Thomas Dehany Bernard (1815–1904) was an English Anglican cleric, Bampton Lecturer in 1864. He was an evangelical interested in mission work.

==Life==
The second son of Charles Bernard of Eden Estate, Jamaica, and his wife Margaret, daughter of John Baker of Waresley House, Worcestershire, he was born at Clifton, Bristol on 11 November 1815; Mountague Bernard was his brother. After private education he matriculated in December 1833 at Exeter College, Oxford, He graduated B.A. in 1838, when he won the Ellerton theological prize with an essay On the Conduct and Character of St. Peter. In 1839 he was awarded the chancellor's prize for an English essay on The Classical Taste and Character compared with the Romantic.

In 1840 Bernard was ordained deacon and licensed to the curacy of Great Baddow, Essex. Ordained priest in 1841, he succeeded to the vicarage of Great Baddow, where he remained until 1846. After working for a short time as curate of Harrow-on-the-Hill, he became in 1848 vicar of Terling, Essex. He showed more interest in foreign missions than many contemporaries. He was select preacher at Oxford in 1858, 1862, and 1882.

In 1864 Bernard was appointed by Charles Simeon's trustees to the rectory of Walcot, Bath, a reflection of his strong evangelical sympathies. He increased the church accommodation and built St. Andrew's church and schools. In 1867 Robert Eden, the bishop of Bath and Wells, collated him to a prebendal stall in Wells Cathedral; and next year the dean and chapter elected him to a residentiary canonry. He succeeded to the chancellorship of the cathedral in 1879, and from 1880 to 1895 represented the chapter in Convocation.
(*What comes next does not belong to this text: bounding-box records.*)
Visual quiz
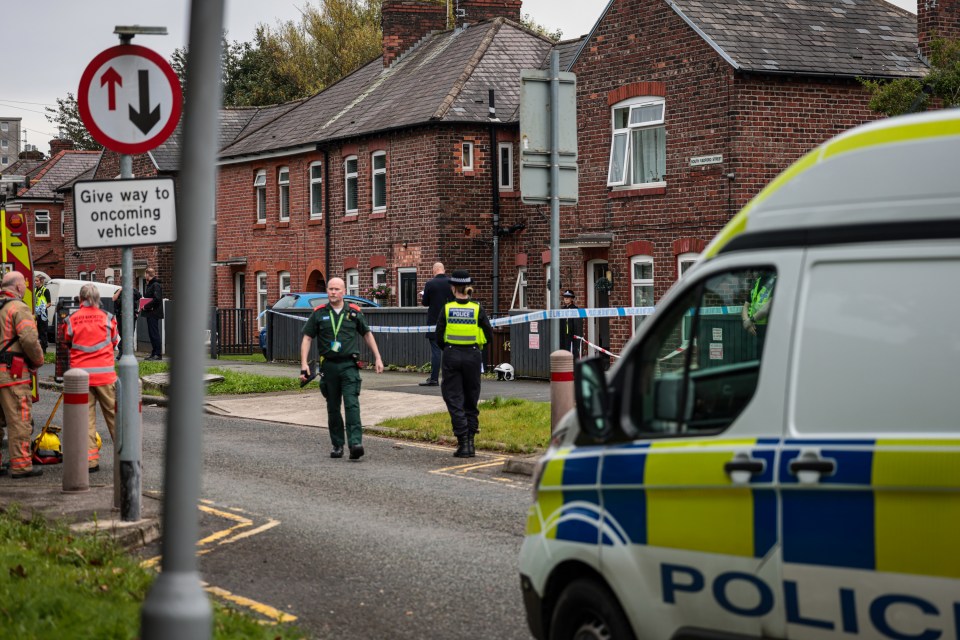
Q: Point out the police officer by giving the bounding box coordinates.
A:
[60,284,120,472]
[560,289,583,358]
[0,271,43,478]
[437,269,493,458]
[300,278,383,460]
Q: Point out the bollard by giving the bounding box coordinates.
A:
[550,349,573,433]
[63,369,90,493]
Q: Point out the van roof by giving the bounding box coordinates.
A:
[703,109,960,259]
Bernard revived the cathedral grammar school, at his own cost provided buildings for it, and established a high school for girls. He was a frequent speaker at the Islington clerical meeting, He resigned Walcot in 1886, and went to live at Wimborne. In 1901 he retired from his canonry, retaining only the unpaid post of chancellor.

Bernard died at High Hall, Wimborne, on 7 December 1904.

==Works==
In 1864 Bernard delivered Bampton lectures on The Progress of Doctrine in the New Testament (published, with a fifth edition in 1900). Other works were:

- Before His Presence with a Song, 1885; 2nd edition 1887.
- The Central Teaching of Jesus Christ, 1892.
- Songs of the Holy Nativity, 1895.
- The Word and Sacraments, 1904.

==Family==
Bernard married in 1841 Caroline, daughter of Benjamin Linthorne, of High Hall, Wimborne; she died in 1881, leaving two sons and seven daughters.